As if this were not complicated enough already, the checks described so far do not handle cases where once valid certificates suddenly become rogue, examples being cases where a certificate is stolen or private keys are compromised (think of Comodo and DigiNotar). In these cases, the normal procedure is to "revoke" those certificates gone bad, that is you want to mark them as being invalid starting from a distinct point in time (they will expire at some point anyway, but for the remainder of that period they shall already be marked as invalid). For these cases, CAs have the possibility to issue CRLs (a catalog of certificates declared as invalid) or OCSP responses (information for one or in rare cases a set of certificates) that provides clients with information whether a given certificate has been marked as invalid or not. The revocation status needs to be checked for all certificates in a chain, should one of them be marked as invalid then the end entity certificate cannot be trusted and the connection must be rejected as well.
SSL certificates are signed by a certificate authority (CA), which is someone the user already trusts (or more likely, the people who designed their operating system trusts).
The CA digitally signs the certificate using public key encryption. The basic explanation is that the CA has a "private key", and a "public key" that everyone knows. Via some math I don't understand, the CA can create a signature using its private key which can easily be verified with its public key (but the public key can't be used to create a new signature).
When you get an SSL certificate from a server, you get the server's public key, and a signature from a CA saying that it's valid (along with some other info). If you know and trust that CA, you can check the signature and determine if it's valid. You can also use a certificate revocation list to make sure it wasn't revoked.

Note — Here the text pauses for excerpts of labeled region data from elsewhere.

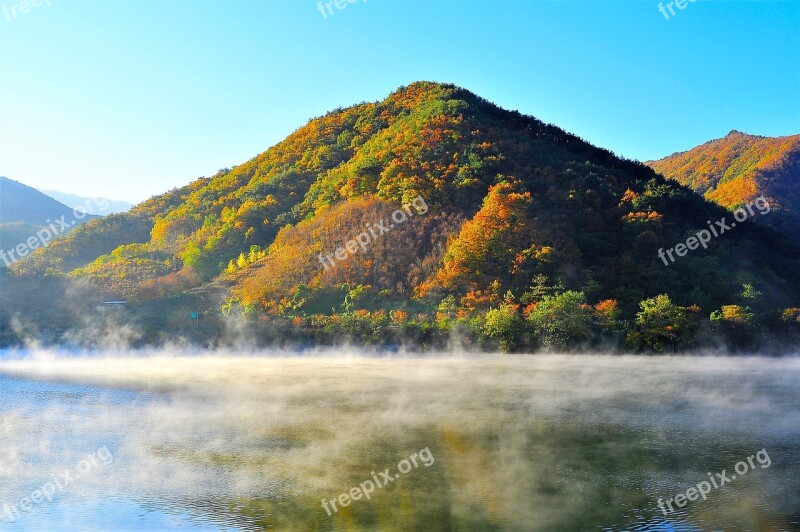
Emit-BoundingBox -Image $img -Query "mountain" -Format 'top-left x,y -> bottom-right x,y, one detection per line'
42,190 -> 133,216
647,131 -> 800,240
0,177 -> 100,262
0,177 -> 72,226
7,82 -> 800,350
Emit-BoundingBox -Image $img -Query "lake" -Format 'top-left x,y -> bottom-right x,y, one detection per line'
0,350 -> 800,531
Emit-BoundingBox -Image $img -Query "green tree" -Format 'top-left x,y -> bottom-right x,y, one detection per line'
528,291 -> 594,347
483,303 -> 524,351
628,294 -> 694,353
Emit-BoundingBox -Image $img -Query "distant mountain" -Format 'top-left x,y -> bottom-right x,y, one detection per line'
4,82 -> 800,349
42,190 -> 133,216
0,177 -> 96,262
0,177 -> 72,226
646,131 -> 800,240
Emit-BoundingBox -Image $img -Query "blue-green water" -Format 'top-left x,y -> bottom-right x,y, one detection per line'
0,353 -> 800,530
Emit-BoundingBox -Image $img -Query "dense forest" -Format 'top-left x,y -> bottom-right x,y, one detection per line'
0,82 -> 800,352
647,131 -> 800,241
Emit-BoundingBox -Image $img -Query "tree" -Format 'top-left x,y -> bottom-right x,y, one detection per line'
711,305 -> 758,348
483,303 -> 524,351
528,291 -> 594,347
628,294 -> 694,353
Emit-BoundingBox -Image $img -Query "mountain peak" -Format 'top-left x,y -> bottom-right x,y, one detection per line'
725,129 -> 753,138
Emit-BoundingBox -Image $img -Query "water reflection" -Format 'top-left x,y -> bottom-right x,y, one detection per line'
0,356 -> 800,530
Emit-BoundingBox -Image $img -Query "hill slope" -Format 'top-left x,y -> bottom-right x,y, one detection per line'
0,177 -> 101,262
0,177 -> 72,226
647,131 -> 800,239
4,82 -> 800,350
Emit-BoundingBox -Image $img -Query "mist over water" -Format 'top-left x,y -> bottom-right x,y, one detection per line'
0,350 -> 800,530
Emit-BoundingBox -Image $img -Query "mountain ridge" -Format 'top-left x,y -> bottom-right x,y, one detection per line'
4,82 -> 800,352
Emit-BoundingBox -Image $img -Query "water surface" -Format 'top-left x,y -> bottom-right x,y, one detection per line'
0,353 -> 800,530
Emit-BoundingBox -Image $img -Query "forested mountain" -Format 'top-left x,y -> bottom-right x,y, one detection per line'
647,131 -> 800,240
8,82 -> 800,350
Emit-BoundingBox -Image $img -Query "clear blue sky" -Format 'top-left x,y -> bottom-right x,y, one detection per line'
0,0 -> 800,201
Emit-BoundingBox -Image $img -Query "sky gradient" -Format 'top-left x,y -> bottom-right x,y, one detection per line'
0,0 -> 800,202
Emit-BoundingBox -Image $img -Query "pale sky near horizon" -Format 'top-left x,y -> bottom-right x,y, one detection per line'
0,0 -> 800,202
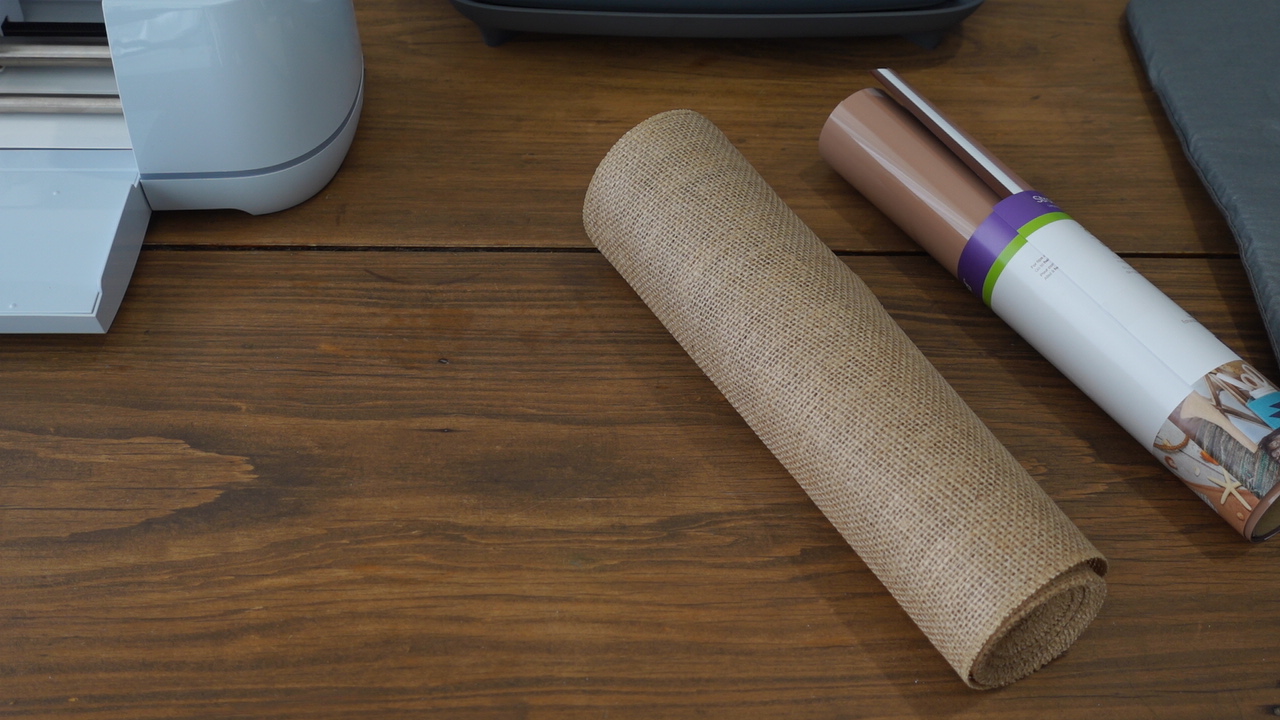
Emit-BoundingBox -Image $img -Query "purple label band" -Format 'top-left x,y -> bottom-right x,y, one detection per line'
956,190 -> 1070,306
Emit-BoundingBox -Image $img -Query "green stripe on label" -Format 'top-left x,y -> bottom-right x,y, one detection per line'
1018,213 -> 1071,237
982,233 -> 1027,302
982,213 -> 1071,307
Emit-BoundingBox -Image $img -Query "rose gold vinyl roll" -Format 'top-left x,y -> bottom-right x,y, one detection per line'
818,88 -> 1000,274
582,110 -> 1106,688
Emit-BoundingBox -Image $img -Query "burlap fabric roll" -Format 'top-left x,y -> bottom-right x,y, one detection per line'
584,110 -> 1106,688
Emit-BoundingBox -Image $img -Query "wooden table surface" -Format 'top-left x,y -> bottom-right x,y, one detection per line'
0,0 -> 1280,720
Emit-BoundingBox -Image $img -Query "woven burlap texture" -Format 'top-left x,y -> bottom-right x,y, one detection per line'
584,110 -> 1106,688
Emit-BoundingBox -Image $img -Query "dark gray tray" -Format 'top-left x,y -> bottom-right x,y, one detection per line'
451,0 -> 983,47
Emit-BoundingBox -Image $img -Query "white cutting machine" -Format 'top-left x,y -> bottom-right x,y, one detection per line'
0,0 -> 364,333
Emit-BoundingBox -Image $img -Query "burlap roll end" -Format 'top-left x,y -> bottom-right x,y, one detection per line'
582,110 -> 1106,688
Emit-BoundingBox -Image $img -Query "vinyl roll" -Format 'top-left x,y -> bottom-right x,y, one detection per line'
584,110 -> 1106,688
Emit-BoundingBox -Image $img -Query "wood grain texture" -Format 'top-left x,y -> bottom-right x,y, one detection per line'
0,0 -> 1280,707
0,251 -> 1280,719
148,0 -> 1234,252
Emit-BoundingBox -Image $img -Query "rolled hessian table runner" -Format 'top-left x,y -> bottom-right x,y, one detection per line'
582,110 -> 1106,688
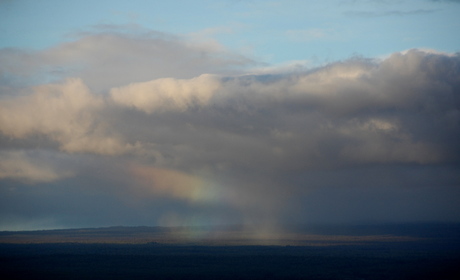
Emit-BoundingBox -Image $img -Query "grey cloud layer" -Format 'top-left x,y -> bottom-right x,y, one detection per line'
0,50 -> 460,174
0,33 -> 460,228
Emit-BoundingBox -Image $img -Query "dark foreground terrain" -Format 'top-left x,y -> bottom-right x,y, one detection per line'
0,225 -> 460,279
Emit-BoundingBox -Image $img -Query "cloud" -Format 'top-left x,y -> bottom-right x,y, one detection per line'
0,25 -> 255,92
0,151 -> 73,183
345,9 -> 438,18
0,79 -> 133,155
110,75 -> 220,113
0,46 -> 460,228
286,28 -> 337,41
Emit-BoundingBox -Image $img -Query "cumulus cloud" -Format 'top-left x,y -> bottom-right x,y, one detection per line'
0,25 -> 255,92
110,75 -> 220,113
0,151 -> 73,183
0,79 -> 133,155
0,47 -> 460,228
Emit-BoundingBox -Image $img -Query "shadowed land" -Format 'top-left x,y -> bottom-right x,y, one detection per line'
0,225 -> 460,279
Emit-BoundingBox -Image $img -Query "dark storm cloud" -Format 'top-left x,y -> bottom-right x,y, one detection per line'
0,32 -> 460,229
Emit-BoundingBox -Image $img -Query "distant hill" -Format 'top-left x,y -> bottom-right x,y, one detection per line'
0,224 -> 460,246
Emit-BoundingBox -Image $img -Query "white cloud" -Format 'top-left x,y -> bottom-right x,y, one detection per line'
110,75 -> 220,114
0,151 -> 73,183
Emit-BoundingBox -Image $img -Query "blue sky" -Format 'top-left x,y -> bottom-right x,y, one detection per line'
0,0 -> 460,64
0,0 -> 460,230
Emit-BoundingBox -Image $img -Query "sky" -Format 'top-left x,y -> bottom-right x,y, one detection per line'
0,0 -> 460,230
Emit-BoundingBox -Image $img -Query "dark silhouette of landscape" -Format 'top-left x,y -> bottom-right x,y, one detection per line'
0,224 -> 460,279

So basically, you can recognize a bad SSL certificate because it isn't signed by a certificate authority that you trust.
Any fake certificate you create will be a self-signed certificate.
The browser will display big scary warnings when connecting to a site with a self-signed certificate which the user will promptly ignore.
In order to avoid warnings, you need a certificate signed by a certificate authority that the browser trusts, such as VeriSign.
These companies will hopefully make sure that you actually own the domain for the certificate they're signing.
Re: Edit: You can only create a non-self-signed certificate if you get it signed from a trusted CA.
They will refuse to sign a certificate for a different subject.
Process from my understanding:
server sends servers public key
server sends certificate (all information encrypted by trusted CA with their private key)
Your PC decrypts certificate with public key (built into OS from trusted CA)
Your PC hashes (with sha1 and sha256) the servers public key
Your PC compares the hashes of servers public key with certificate stored hash, if not same browser will block site
Your PC compares allowed domains from certificate and the domain, if not allowed, if not same browser will block site
Your PC compares valid date from certificate and your date, if not valid browser will block site.
To fake this you would either need to:
obtain a CA private key (extremely hard to get),
be a CA,
be part of the 5 eyes (Government intelligence agency alliance) and ask a CA for their private key
So if you see a padlock in the address bar you are almost always safe.
Certificates work because they follow a chain of trust. Certificates have a chain of one or more issuers that are trusted; this chain is the backbone of why it works at all. Browsers and nearly all SSL certificate libraries do this chain check, or at least provide the option to.
Self-signed certificates (or those issued by chains that end in a self-signed certificate) would fail this check.